Ich schloss die Tür hinter mir, eilte die letzten Schritte zu meiner kleinen Tasche, die ich hierher mitgenommen hatte, und schob die Kleidung darin zur Seite, um dem Buch Platz zu machen. Am liebsten hätte ich sofort reingeschaut, gelesen und meine Neugier besänftigt. Denn natürlich wollte ich wissen, was dort drinstand. Was es war, das dieses Buch so wertvoll machte. Doch das musste warten.

Gerade als ich die Tasche wieder hinter einem der Sessel abstellen und so ein wenig verbergen wollte, hörte ich mit einem Mal den Tumult, der im Erdgeschoss vor sich ging. Schnelle, laute Schritte, vereinzelt Schreie und Befehle, die durcheinander gerufen wurden. Es musste schrecklich laut sein dort unten, dass selbst ich die Aufregung einen Stock darüber mitbekam.

Ich stockte. War es dann wirklich eine gute Idee, runter zu gehen? Wer wusste schon, was da los war und ob es nicht sicherer wäre, mich in meinem Zimmer zu verkriechen und abzuwarten, bis Thoan oder einer der anderen mich holte? Aber...was, wenn sie es nicht taten? Was, wenn ihnen etwas zustieß? Dieser Gedanke bereitete mir überraschenderweise große Sorgen. Ich wollte nicht, dass einem von ihnen etwas passierte. Weder Thoan noch Jerasq oder Sacros. So wütend ich manchmal auch auf ihre Geheimniskrämerei war, konnte ich dennoch nicht abstreiten, dass sie mir nicht gleichgültig waren.

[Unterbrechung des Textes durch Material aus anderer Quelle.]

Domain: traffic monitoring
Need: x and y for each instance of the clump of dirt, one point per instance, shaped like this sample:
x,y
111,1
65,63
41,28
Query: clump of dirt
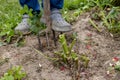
x,y
100,47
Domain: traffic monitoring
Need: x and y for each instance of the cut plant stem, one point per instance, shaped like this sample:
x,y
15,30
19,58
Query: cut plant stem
x,y
94,25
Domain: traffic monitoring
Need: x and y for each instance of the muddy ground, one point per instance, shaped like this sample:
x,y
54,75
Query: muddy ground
x,y
100,47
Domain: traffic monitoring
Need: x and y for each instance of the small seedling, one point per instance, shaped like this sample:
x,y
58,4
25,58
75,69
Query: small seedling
x,y
15,73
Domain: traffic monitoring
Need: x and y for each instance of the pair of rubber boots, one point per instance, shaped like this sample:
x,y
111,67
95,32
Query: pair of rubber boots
x,y
58,23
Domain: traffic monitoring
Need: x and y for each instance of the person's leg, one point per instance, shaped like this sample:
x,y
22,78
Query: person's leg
x,y
33,4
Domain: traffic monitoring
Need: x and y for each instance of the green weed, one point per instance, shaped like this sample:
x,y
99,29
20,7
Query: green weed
x,y
15,73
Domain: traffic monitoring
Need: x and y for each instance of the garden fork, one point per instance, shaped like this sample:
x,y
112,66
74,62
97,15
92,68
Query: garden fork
x,y
47,13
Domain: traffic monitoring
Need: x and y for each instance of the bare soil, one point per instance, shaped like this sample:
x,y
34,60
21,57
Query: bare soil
x,y
100,47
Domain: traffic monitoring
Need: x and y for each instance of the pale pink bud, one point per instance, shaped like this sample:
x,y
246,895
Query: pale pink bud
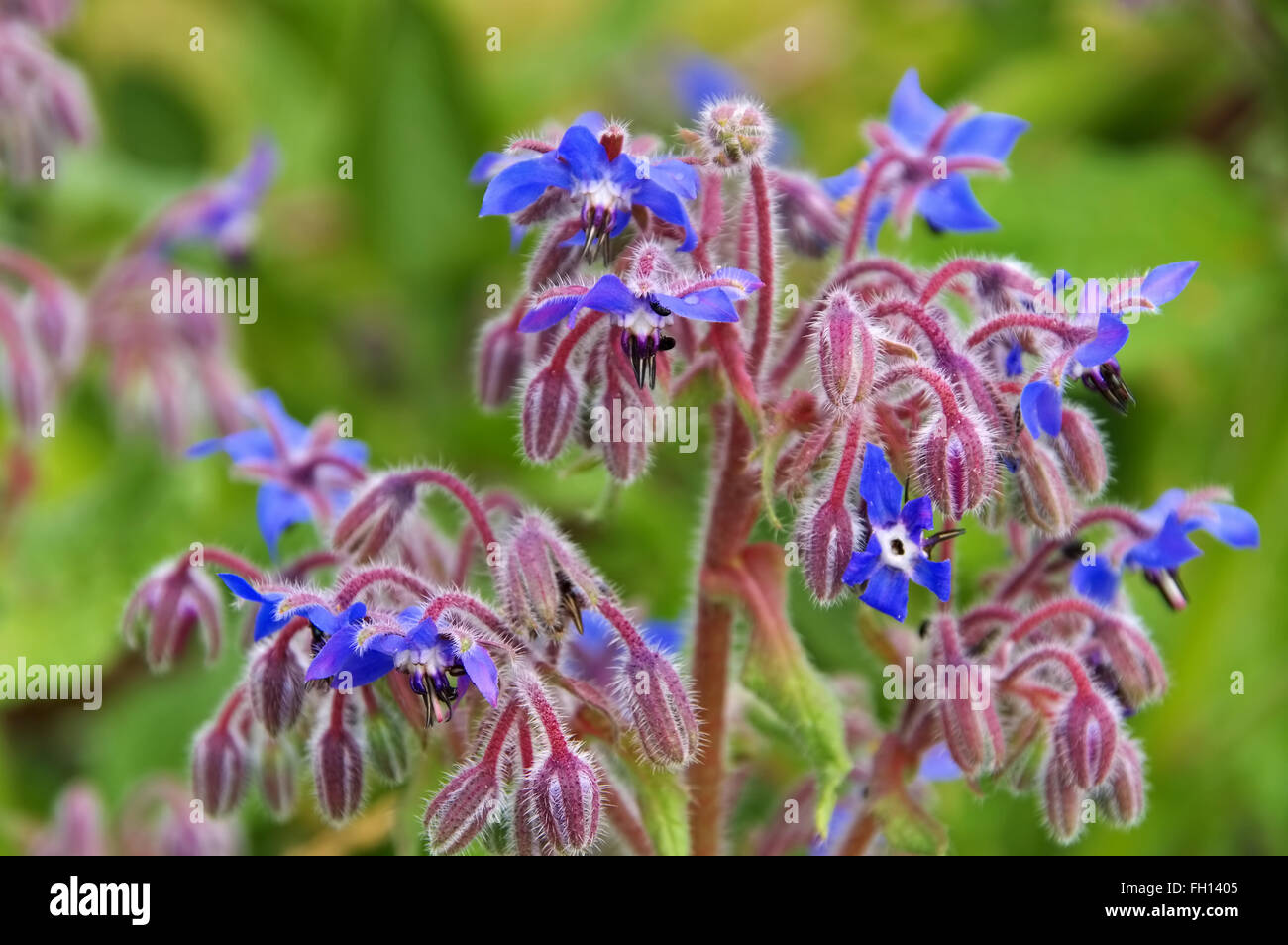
x,y
549,411
336,752
1082,452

Was also sollte ich tun? Hin- und hergerissen blickte ich zur Tür und wieder zu der Tasche in meinen Händen. Und gerade als ich mich entschloss, wenigstens nachzusehen, wie die Situation unten war, ertönte ein weiterer, heftiger Knall. Verständnislos zog ich die Augenbrauen zusammen, während mein Herz anfing, viel zu laut zu pochen. Ich konnte mir nicht vorstellen, dass das ein Teil des Abendprogramms sein sollte. Irgendetwas lief da schief. Und ich musste wissen was. Anderenfalls würde ich nicht einschätzen können, wie weiter zu handeln war.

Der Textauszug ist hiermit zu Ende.